From the Left



How My Son Encouraged Me to Experience More New Things

Bonnie Jean Feldkamp on

My 8-year-old son likes rocks. He wants to know how different stones form, how they get their color, where they're found and the folklore surrounding their properties. I, too, love stones. My jewelry collection spans the decades and is filled with gems such as turquoise, smokey quartz, carnelian and picture jasper. My son flipped through my encyclopedia of stones and gems and placed a sticky note on every page that described a stone we had in the house.

His newfound interest reminds me how important our hobbies are. Not only do we cultivate our passions, but through special interests we also find our people. Shared hobbies foster friendships, and to discover your hobbies, you have to get out there, experience life and try new things.

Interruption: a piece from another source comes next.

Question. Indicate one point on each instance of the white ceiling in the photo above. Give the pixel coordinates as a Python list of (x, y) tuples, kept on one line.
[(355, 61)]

I took my son to the local stone and gem shop. He asked question after question of the shop owner about specimens that filled the rooms. The shopkeeper even took us in the back room to show us items not yet on display. My son was thrilled, and I was grateful for the shopkeeper's kindness. When we went to pay for what we'd chosen, the man handed my son a large hunk of red Indonesian amber. My son was grinning and already saying that "amber is a resin and not really a stone." Of course, the man already knew this. He told my son, "Your enthusiasm bought this one." My son's face lit up.

The excitement of discovery for new things and new people really brings joy to life. It's so much fun geeking out with someone who totally gets how cool something is. That's why hobbies are such an important part of life. Not to mention they also help us relax, lower our blood pressure and find our creativity. In a culture that stresses productivity and the grind, we have to find space for things we love that aren't about the work we do to make a living. My son inspires me to keep exploring, to keep finding new things that excite me.

A few nights after we went stone shopping, my husband and I walked into a four-hour sourdough bread-making workshop. My husband and I have been together for 17 years. We hold our once-a-week date night as mandatory for our relationship. Most of these nights have revolved around eating. Whether we get carryout or sit in a restaurant, we eat.


It's time to shake it up. Instead of planning around a menu, I want to start planning around an adventure. Sure, we ate the sourdough bread we made, but we learned something new, and I want to keep that going. Whether it's a museum exhibit, taking in a show or learning how to do something new, I want our date nights to focus more on exploring new things together from here on out. After all, I already know that he is my forever person. So, let's go explore!